It was the last move on his fourth lake of what had been a slow fishing day when Bruce Trautman finally hit the jackpot. Over the next hour plus, he caught a crappie on nearly every cast, keeping a 25 fish limit and releasing the rest.
Mid May is the peak of crappie fishing as the fish are near shore and aggressive during their spawn. It is the time of year most anglers wait for and do whatever they can to be there when the fish are biting.
Trautman, of Des Moines, started his day at Beaver Lake, and then Nodaway Lake, followed by Lake Icaria before heading to Mormon Trail Lake. It was at Mormon Trail Lake, in southwest Adair County where he found spawning crappies, and saw a family fishing trip struggling to catch fish.
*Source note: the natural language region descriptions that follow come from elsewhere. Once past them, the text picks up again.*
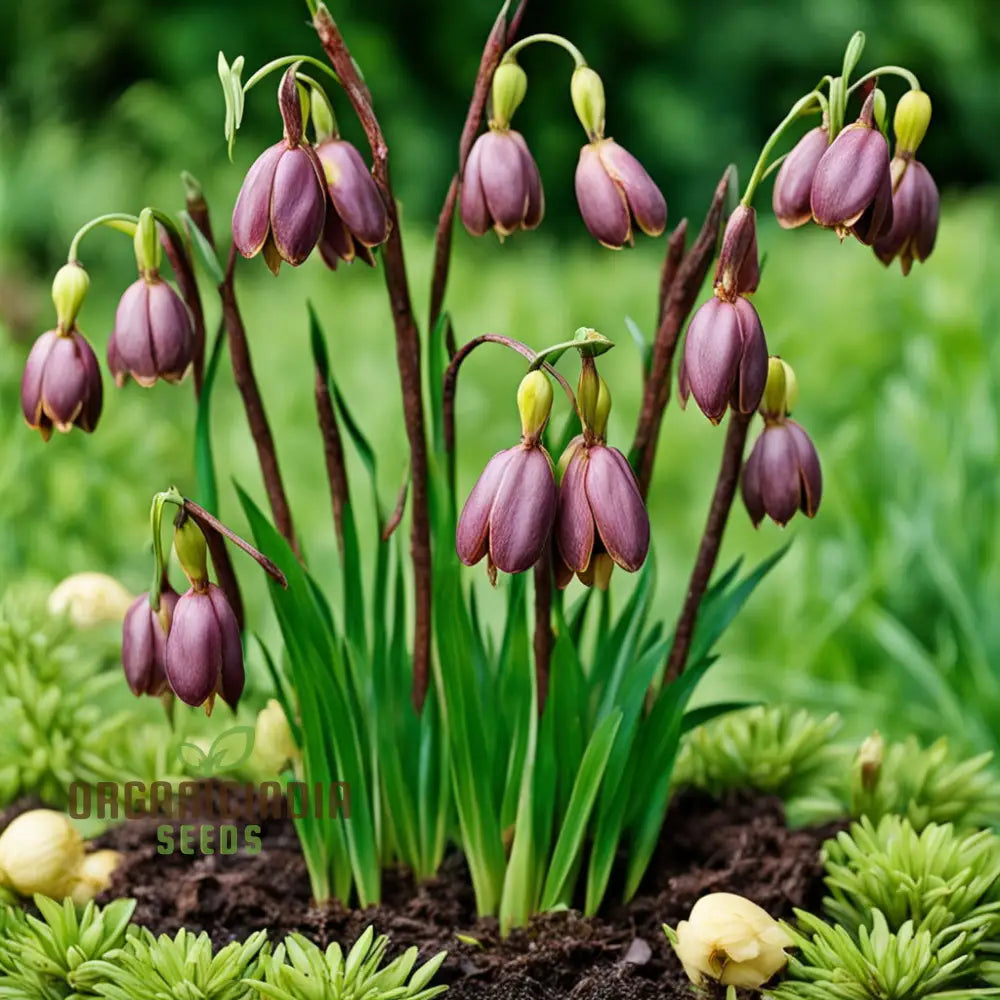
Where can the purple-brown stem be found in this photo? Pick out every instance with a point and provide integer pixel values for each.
(333, 453)
(500, 37)
(543, 626)
(407, 346)
(711, 541)
(688, 276)
(253, 404)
He called the kids over and gave up his fishing spot.
“The fishing tackle they were using was way too large,” he said. He offered some small tube jigs and even his fishing rods and within 15 minutes the kids were catching crappies.
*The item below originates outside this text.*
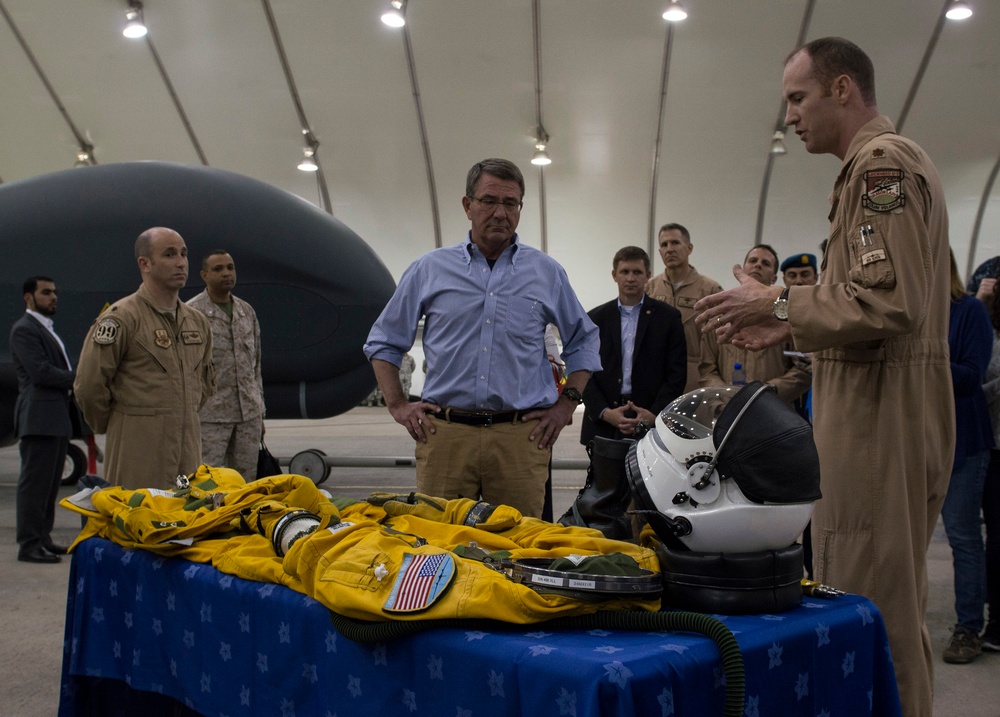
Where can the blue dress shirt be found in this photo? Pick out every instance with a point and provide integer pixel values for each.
(484, 328)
Using incorrect tackle size can prevent fish from biting and make young or inexperienced anglers frustrated.
When fishing for crappies or bluegills, hooks should be smaller than the tip of an adult pinkie, bobber should be around the size of a quarter and the line 2-to 4-pound strength test. Jigs should be no larger than 1/32nd of an ounce.
Crappies will be looking for structure, like rocks or brush piles in shallow water during their spawn. This time of year, live bait may not be necessary, only a small tube or twister tail on the small jig.
In a few weeks, bluegills will begin spawning in sand or fine silt in shallow areas of calm bays of ponds and lakes. Use similar tackle to target bluegills in late May to mid June.
The weather forecast for Memorial Day Weekend should allow for good shore fishing success. For Trautman, success this day wasn’t found in catching his limit, but in teaching others how to be more successful anglers.